Aid packages can also be used as a stick. Warwick Mall is seriously damaged. There is standing water inside the mall. They are going to need substantial investment to get the mall up and running again. Should we make the aid contigent on the mall doing something to mitigate their parking lots? The mall could build a parking deck at the north end of their property and turn the lots on the southern end back over to nature. Engineer the land so the river can soak into it when it rises, which would mitigate flooding further downstream.
The Rhode Island Mall… well, isn’t it time we just get rid of the Rhode Island Mall? It is almost vacant, and has acres of parking doing nothing. It could also be turned back over to the river. A passive recreation area designed to flood when the river runs high. Yes, someone owns it and someone would need to be compensated to remove it, but let’s figure out a way to do that.

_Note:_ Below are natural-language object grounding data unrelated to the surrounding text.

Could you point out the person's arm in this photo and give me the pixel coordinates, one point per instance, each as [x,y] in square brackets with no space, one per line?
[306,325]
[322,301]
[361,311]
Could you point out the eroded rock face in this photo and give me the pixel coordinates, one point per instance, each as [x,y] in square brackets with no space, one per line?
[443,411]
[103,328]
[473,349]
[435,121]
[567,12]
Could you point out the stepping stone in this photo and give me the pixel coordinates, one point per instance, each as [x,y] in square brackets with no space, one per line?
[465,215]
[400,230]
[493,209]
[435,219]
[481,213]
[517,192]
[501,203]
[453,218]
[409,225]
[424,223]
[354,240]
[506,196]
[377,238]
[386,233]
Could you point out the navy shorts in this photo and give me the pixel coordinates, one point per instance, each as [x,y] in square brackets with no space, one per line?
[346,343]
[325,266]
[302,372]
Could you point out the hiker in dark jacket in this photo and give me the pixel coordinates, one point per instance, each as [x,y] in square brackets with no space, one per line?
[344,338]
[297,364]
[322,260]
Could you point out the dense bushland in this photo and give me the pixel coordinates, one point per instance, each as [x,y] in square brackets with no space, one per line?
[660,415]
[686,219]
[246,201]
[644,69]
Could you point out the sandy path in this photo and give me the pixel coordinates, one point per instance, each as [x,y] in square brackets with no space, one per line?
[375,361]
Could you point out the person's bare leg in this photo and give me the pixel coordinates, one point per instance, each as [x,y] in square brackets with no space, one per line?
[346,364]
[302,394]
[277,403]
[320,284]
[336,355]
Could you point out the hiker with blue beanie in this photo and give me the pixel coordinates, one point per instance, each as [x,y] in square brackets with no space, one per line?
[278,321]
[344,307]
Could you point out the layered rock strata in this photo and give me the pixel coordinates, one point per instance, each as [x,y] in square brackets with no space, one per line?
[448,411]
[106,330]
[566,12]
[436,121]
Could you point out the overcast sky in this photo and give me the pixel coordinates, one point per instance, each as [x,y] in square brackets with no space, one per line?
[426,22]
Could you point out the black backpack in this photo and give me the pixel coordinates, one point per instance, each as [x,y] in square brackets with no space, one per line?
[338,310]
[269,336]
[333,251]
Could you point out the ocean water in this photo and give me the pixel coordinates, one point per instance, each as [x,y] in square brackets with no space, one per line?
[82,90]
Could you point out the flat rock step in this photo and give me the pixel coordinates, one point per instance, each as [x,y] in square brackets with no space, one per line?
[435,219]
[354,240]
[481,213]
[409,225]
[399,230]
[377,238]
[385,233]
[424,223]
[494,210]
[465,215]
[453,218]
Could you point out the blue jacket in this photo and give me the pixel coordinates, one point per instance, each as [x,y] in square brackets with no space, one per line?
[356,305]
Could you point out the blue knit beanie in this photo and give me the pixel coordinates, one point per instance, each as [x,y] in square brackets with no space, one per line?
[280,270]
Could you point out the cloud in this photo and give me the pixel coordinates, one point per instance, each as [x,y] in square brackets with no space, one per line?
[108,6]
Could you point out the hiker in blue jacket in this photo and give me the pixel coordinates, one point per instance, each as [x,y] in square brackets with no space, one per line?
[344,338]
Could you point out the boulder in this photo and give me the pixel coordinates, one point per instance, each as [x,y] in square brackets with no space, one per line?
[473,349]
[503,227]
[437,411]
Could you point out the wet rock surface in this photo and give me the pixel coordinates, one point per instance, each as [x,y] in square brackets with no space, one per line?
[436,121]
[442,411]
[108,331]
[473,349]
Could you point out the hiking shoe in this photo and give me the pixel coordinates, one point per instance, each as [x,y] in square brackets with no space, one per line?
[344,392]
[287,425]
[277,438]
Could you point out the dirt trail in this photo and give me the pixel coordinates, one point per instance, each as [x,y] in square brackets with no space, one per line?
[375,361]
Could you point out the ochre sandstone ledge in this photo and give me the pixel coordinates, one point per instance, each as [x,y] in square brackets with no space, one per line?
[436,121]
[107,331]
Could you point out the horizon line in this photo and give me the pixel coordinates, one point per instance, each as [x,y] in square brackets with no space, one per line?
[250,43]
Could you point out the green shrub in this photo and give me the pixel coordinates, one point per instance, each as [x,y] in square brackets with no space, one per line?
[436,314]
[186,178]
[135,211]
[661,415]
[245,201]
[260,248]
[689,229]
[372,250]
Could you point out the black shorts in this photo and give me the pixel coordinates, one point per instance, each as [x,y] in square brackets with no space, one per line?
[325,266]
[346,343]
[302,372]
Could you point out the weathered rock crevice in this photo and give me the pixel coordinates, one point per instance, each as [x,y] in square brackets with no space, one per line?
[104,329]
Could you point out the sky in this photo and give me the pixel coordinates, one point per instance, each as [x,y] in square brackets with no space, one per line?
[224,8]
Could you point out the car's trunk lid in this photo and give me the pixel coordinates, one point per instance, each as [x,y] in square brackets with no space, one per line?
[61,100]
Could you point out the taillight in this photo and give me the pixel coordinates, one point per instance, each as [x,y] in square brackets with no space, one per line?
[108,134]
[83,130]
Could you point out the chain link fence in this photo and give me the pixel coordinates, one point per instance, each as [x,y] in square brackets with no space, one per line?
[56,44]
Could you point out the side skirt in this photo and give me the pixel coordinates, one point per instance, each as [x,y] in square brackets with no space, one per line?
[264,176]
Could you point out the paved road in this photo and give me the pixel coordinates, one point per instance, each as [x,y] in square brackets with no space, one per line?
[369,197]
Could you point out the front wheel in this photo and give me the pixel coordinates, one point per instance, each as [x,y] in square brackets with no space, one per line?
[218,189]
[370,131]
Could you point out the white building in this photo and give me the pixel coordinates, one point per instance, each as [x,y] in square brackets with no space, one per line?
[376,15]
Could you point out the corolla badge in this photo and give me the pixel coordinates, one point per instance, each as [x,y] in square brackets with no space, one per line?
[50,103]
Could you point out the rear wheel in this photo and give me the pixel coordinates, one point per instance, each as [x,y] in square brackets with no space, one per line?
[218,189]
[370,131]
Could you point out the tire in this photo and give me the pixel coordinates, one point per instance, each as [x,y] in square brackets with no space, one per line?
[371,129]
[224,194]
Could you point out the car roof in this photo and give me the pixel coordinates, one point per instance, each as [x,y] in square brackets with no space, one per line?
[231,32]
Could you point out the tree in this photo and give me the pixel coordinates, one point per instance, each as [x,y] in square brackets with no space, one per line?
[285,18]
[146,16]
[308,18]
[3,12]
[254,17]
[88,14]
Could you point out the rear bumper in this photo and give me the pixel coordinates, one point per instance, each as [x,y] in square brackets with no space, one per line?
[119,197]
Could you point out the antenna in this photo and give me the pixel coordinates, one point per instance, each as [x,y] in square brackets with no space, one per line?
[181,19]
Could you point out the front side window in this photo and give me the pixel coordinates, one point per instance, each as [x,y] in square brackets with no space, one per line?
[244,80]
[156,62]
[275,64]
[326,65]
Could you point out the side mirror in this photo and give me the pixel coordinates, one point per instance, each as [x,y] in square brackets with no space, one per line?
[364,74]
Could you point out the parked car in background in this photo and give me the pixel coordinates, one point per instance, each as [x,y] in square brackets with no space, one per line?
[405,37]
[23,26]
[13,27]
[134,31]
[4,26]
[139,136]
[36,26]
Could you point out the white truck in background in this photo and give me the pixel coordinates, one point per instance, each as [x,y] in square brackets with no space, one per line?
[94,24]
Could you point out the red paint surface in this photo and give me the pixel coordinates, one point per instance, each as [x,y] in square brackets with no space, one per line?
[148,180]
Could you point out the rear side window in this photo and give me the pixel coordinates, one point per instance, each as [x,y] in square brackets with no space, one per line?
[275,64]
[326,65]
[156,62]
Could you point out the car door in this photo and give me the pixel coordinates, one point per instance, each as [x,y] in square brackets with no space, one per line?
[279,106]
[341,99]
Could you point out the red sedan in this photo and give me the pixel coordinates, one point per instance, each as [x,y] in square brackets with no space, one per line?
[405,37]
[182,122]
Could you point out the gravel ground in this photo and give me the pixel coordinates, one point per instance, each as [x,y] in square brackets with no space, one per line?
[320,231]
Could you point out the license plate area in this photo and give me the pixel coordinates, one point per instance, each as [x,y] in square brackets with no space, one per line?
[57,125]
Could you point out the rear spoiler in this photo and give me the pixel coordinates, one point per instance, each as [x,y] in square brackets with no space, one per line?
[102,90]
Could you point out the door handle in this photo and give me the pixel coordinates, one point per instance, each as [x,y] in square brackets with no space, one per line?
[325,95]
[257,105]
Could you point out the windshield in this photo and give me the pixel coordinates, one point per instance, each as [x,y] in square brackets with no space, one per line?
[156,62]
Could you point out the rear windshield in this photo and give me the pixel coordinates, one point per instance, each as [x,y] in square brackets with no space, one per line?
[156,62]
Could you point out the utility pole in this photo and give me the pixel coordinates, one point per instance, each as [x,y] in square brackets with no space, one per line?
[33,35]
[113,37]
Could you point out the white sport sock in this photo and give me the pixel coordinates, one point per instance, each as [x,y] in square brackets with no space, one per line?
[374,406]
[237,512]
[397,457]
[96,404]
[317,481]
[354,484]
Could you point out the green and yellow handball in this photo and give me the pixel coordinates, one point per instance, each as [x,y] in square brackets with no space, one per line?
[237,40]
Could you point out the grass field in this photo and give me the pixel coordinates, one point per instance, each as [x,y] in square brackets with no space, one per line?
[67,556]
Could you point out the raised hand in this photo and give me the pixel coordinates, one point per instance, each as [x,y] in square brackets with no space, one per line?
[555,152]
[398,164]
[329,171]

Better transit and better bike infrastructure will also help us reduce our dependence on autos and our need for places to park them. There is much employment in the area, but look at Jefferson Boulevard for example. Jefferson has acres of parking and has been heavily impacted by this week’s flooding. RIPTA Route 8, which serves Jefferson Boulevard, only has 7 roundtrips per day. How many parking spaces could be removed if bus service was more frequent to the area?
And let’s not think I’m just picking on the suburbs here. Providence was not impacted as hard by the flooding, but the residents and businesses in the Valley Street, Eagle Square, and Kinsley Avenue areas will tell you we did not get away unscathed.
The Woonasquatucket is indeed very hemmed in by development and parking lots. The old Price Rite and Atlantic Mills in Olneyville, Eagle Square, ALCO, and more have paved land contributing to river flooding. Like the Rhode Island Mall, the old Price Rite could be removed and made into passive recreation land designed to flood. Bioswales and other catchements need to be built throughout the city to collect water before it reaches the river. And we should be giving serious thought to the residents and businesses of Tuxedo Avenue and Amherst Street. Do they keep flooding, or do we de-populate that area, or can other mitigation help remove, or at least reduce the flood threat? I’m not sure what the answer is, but we can’t keep bailing out, both literally and financially, year after year.